Many people, not me, were jumping on the educatainment bandwagon.  
But most of those who are behind OLPC reject educatainment in favor
of what I consider to the much better choice, playful learning.   The
biggest contributors will be the governments who buy them by the 
millions.  We cannot change the design choices that have already been
made.  And I do not think significantly better choices could have been
made.  What we can do is develop the best stuff for the children and
package it in ways which will make the governments want what we
develop and even more of it than we can develop.  The task is not
easy.  I have been thinking about how to best accomplish this every
day and night since the OLPC was announced.  

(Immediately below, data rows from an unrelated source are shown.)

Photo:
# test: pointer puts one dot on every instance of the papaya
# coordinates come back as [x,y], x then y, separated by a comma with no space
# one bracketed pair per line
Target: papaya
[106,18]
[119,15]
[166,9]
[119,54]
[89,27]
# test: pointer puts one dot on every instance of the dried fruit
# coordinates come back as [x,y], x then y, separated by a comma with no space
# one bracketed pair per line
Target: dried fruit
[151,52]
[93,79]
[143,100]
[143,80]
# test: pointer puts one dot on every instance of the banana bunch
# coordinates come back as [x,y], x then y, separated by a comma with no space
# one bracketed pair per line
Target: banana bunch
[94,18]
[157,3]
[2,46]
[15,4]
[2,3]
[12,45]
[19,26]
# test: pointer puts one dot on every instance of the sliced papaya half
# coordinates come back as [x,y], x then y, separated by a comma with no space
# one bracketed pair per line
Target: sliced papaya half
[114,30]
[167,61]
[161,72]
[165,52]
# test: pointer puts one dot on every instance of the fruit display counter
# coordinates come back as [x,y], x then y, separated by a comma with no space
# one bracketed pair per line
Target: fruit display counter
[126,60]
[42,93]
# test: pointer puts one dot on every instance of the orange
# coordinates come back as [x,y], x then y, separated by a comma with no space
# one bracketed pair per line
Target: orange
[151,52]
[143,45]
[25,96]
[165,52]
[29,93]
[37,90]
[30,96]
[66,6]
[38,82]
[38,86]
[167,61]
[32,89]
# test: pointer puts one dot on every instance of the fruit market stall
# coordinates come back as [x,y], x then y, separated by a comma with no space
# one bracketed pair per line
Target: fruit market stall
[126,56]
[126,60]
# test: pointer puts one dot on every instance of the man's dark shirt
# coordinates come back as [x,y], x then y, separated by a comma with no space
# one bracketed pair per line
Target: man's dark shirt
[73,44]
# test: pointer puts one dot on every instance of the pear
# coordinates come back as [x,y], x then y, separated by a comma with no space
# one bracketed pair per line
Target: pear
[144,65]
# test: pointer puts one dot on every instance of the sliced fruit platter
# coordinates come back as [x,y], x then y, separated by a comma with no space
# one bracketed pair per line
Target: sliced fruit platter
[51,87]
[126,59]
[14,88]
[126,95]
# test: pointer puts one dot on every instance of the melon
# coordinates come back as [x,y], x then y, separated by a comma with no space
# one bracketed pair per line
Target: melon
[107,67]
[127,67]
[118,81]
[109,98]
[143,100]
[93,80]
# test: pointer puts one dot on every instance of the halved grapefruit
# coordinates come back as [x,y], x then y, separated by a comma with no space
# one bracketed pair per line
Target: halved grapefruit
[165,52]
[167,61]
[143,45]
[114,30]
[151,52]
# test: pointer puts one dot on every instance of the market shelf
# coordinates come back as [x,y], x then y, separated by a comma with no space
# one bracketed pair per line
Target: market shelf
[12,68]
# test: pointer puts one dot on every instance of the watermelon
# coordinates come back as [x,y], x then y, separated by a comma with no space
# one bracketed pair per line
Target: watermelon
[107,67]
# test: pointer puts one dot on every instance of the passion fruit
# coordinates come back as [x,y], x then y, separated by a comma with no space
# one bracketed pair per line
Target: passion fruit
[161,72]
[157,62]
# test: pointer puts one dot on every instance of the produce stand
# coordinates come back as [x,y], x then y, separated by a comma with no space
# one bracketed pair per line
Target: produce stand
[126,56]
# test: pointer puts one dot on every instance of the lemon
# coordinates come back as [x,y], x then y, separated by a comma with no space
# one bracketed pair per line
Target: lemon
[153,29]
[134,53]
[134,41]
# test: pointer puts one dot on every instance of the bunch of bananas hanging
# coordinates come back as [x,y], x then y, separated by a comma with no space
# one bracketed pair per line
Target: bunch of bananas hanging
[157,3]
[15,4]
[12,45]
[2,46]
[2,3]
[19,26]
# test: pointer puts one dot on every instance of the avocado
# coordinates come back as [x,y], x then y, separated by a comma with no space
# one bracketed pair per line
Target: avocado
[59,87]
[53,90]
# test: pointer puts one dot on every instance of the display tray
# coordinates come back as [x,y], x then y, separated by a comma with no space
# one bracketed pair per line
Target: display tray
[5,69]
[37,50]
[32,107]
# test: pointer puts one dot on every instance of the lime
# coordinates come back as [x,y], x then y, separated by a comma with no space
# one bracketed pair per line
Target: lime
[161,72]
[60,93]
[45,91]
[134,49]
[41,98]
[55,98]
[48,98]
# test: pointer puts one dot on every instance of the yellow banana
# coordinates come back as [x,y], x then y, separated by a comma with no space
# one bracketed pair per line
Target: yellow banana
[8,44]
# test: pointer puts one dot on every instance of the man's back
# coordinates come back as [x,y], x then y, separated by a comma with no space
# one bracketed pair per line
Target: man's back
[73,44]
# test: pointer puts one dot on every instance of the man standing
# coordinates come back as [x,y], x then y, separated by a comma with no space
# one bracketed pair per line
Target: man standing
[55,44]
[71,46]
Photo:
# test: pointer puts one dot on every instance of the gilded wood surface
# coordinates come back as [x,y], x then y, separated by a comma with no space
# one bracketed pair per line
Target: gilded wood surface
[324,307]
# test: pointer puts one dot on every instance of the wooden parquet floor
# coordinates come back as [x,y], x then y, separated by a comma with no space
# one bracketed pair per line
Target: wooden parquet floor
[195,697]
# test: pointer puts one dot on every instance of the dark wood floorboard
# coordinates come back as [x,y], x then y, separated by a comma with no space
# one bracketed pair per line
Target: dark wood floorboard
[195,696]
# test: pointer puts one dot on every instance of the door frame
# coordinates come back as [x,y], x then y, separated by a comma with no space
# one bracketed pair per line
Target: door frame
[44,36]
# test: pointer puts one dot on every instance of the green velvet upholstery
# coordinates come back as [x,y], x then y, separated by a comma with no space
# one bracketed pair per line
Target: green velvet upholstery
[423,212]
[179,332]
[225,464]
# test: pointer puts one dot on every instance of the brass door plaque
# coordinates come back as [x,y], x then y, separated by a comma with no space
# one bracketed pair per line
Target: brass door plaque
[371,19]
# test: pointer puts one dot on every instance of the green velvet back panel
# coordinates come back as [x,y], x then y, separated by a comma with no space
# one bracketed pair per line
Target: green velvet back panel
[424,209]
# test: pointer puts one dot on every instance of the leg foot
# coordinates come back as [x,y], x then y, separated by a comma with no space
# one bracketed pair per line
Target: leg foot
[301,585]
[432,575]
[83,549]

A major goal of the OLPC project is to have children helping each other.
If we are going to provide stuff which will be acceptable, teamwork
must be our M.O..

I can arrange to be available before and after EuroPython.  If you 
want to share my strengths and help me overcome my development 
weaknesses for the OLPC project, I'll do my best to do the same for
you.

Python, a volunteer
DrStovallFoundation 

--- Jason Galyon <jtgalyon at gmail.com> wrote:

> Python is used heavily in the OLPC software, so you do not need a 
> separate VM for squeak.  I attended the US Python Conference (PyCon) and 
> heard a good discussion of OLPC's architecture.  Python is used 
> everywhere on the system except for areas like Xorg where speed and 
> existing non-Python code base is available.
> 
> Jason
> 
> DJ Ortley wrote:
> > You can download squeak and play with it on a Windows box without much 
> > trouble.  I did it a while ago, but I didn't personally like it.  Then 
> > again, I'm not a 12 year old (no comments about my mental age please, 
> > thank you very much :P  )
> > 
> > Though, if squeak promises to be an easy to use programming interface 
> > that can be manipulated easily, that might be an interesting sword 
> > frontend regardless.  Give the end user the power over what they want 
> > their software to do instead of us programmer types.
> > 
> > 
> > I'd like to address the 'connected to the internet' thing a bit.  I've 
> > been following off and on this project, and while the ad hoc networking 
> > and internet connectivity stuff is big, the machines are designed around 
> > being something a student can take home and work with.
> > 
> > Go to school, download a couple books from the server or your friends, 
> > go home and read.  That seems to be an important part of the design 
> > paradigm.  If a student has access to the internet all the time with one 
> > of these, then there's no need to do any work as there are plenty of 
> > servers out there that provide access to the bible on-line (remember, 
> > this thing runs Firefox.)
> > 
> > I wouldn't be too concerned about governments/humanists not wanting 
> > religious software running on these things.  It'll either make its way 
> > onto a machine or not depending on if the owner wants it on there (I DO 
> > NOT suggest we write a bible launching trojan horse/virus for these 
> > things...bad idea..bad bad..)
> > 
> > My personal thoughts are that, something like OpenDocument type files be 
> > made available of sword modules that can be downloaded.  Maybe an output 
> > filter for the OpenDocument format can be created.  Then there would be 
> > the benefit of having files that can be read in a variety of programs.
> > 
> > Of course, the disadvantage to doing that would be that we wouldn't get 
> > to write code...
> > 
> > -DJ
> > 
> > 
> > On 4/25/07, *Sean Kennedy* < sean.worker at gmail.com 
> > <mailto:sean.worker at gmail.com>> wrote:
> > 
> >     A Squeaky, sneaky Bible application sounds cool.  :-)
> > 
> >     On 24/04/07, *Darius Clarke* <socinian at gmail.com
> >     <mailto:socinian at gmail.com>> wrote:
> > 
> >         Also, the complete IDE is built into the image. All source code
> >         for the IDE is included in just one other file. The image is
> >         compact since it's just an image of the running memory. The
> >         incremental compiler is built into the VM so you can test it and
> >         change it ... while it's running.